Money Movement
What this covers / who it's for. The money journeys a client experiences: accounts and balances, deposits (including travel-rule holds), payouts under dual control, conversion orders, exports and statements, and the master balance. Behavior and guarantees here; execution mechanics in Providers & rails, specifics in the module READMEs.
One principle shapes everything on this page: the finance rail executes; Stables orchestrates and mirrors. Funds live at the regulated provider (Conduit in V1). Every account, balance, transaction, order, and payout you see in Stables is our local mirror of the provider's truth, kept in sync by webhooks plus a scheduled reconciliation backstop — so what you see can briefly lag reality, but never diverges from it for long.

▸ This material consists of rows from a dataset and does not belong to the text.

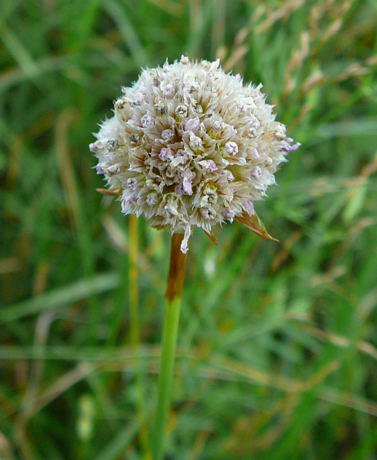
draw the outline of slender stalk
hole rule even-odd
[[[154,460],[162,460],[165,449],[166,425],[169,414],[174,357],[186,265],[186,255],[180,250],[182,239],[183,235],[181,234],[174,234],[171,238],[169,276],[165,294],[166,310],[158,379],[158,401],[152,439]]]
[[[139,289],[138,289],[138,257],[139,257],[139,237],[138,222],[134,214],[129,218],[129,300],[130,300],[130,343],[136,350],[140,348],[140,320],[139,320]],[[142,458],[150,458],[148,434],[145,417],[145,398],[143,391],[143,369],[140,358],[136,362],[136,411],[139,418],[140,444],[143,448]]]

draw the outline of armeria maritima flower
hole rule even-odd
[[[184,232],[183,252],[193,227],[210,233],[237,219],[252,228],[254,201],[299,146],[275,121],[261,87],[244,86],[219,60],[182,56],[122,88],[114,116],[90,144],[122,212]]]

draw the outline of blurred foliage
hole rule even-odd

Accounts, wallets, balances
A tenant's customer gets virtual accounts (fiat, with deposit instructions) and wallets (crypto, chain-bound), both mirrored from the rail (accounts module).
A balance is a mirror, not a ledger we compute. Balances (available / pending / frozen
per asset) are projected wholesale from each provider snapshot — overwritten in full, never
incremented locally. If Stables ever disagreed with the rail about a balance, the rail would win
by construction.
Wallet signers and signing quorum are managed through MFA-protected ceremonies: every signer or quorum change demands step-up MFA in Stables and then completes out of band at a provider-hosted URL, where the signer proves possession of their own credentials. Stables never optimistically updates the roster — it waits for the provider to confirm.
Deposits — and the travel-rule hold
Deposits arrive as a mirrored transaction stream; statuses flow from the provider
(funding module). A deposit from a registered source
address simply progresses to completed.
A deposit from an unregistered address parks in a travel-rule window:
- The affected users get a durable RFI notification (inbox + email; it is a compliance notice, so it cannot be opted out of) with the deadline.
- Submitting the sender information is asynchronous: the API accepts it (HTTP 202) and the deposit's status updates when the provider confirms — the user watches the transaction, not a spinner.
- If the window lapses, the deposit becomes a failed transaction carrying the failure code
SENDER_INFO_TIMEOUTplus when and why it was held — "held" describes that failed deposit, not a status of its own. Compliance then takes over automatically as a side effect: a compliance case opens and a travel-rule record is created (Compliance & trust). Failed and cancelled deposits always carry the provider's failure/cancellation code and user-facing reason.
Payouts — dual control, then co-sign
A payout never moves on one person's say-so. Three independent controls stand between "I want to pay" and moved funds (payments module):
- Make. The maker creates the payout with every money-material field mandatory. It sits at
pending_approval— the provider has not been called; nothing can move yet. - Check. A different user approves — self-approval is rejected
(
SELF_APPROVAL_FORBIDDEN), and the approval demands fresh step-up MFA plus a written rationale. The submission body is rebuilt only from the fields the approver reviewed; if the stored request carries anything that differs from the reviewed values, approval fails withPAYOUT_BODY_TAMPERED— and that rejected attempt still lands in the audit trail. A payout the rail rejects reverts topending_approvalrather than getting stuck. - Co-sign. The rail then requires an out-of-band signature at its own hosted
verification_url— outside Stables entirely, so compromising Stables alone cannot move funds.
Internal approval statuses: pending_approval → submitting → approved (or rejected /
cancelled). Provider execution ends at completed, failed, or cancelled. The full status
vocabulary is in the glossary.
Orders, registered addresses, whitelist recipients
- Orders are on/off-ramp conversions (fiat ↔ stablecoin), executed by the rail and mirrored
back; terminal statuses are
succeeded/failed/cancelled. - Registered addresses whitelist deposit sources — the flow that keeps future deposits from those addresses out of the travel-rule hold.
- Whitelist recipients are pre-vetted fiat payout destinations. Their bank details (account/IBAN/routing numbers) are encrypted at rest and never returned by the API.
Exports & statements — deliberately not instant
Transaction exports and statements follow the request-then-poll pattern (Async by design):
| Surface | How it behaves |
|---|---|
| On-demand export | POST accepts immediately (202) with a pollable request id; when it succeeds, the result is a short-lived, permission-gated download link — never a permanent URL. |
| Monthly statements | Generated automatically for every eligible tenant on the 1st of each month at 02:00, as a tracked background run operators can inspect; clients discover them via the statements endpoint, which mints fresh signed links on each read. |
The master balance
The treasury module answers "how much do I have, in total?" — it sums every asset's balance and converts each into one base currency with exact decimal math. Honest limits, stated by the API itself:
- V1 supports a USD base only; any other requested base is cleanly refused.
- The response carries
rates_as_of(how fresh the conversion rates are — kept within ~20 seconds) andrates_provisional: truetoday — V1's rates come from a placeholder configuration, not a live market feed, and the flag says so explicitly so a UI can render the total as an estimate. An asset that cannot be priced is reported unconverted rather than silently guessed.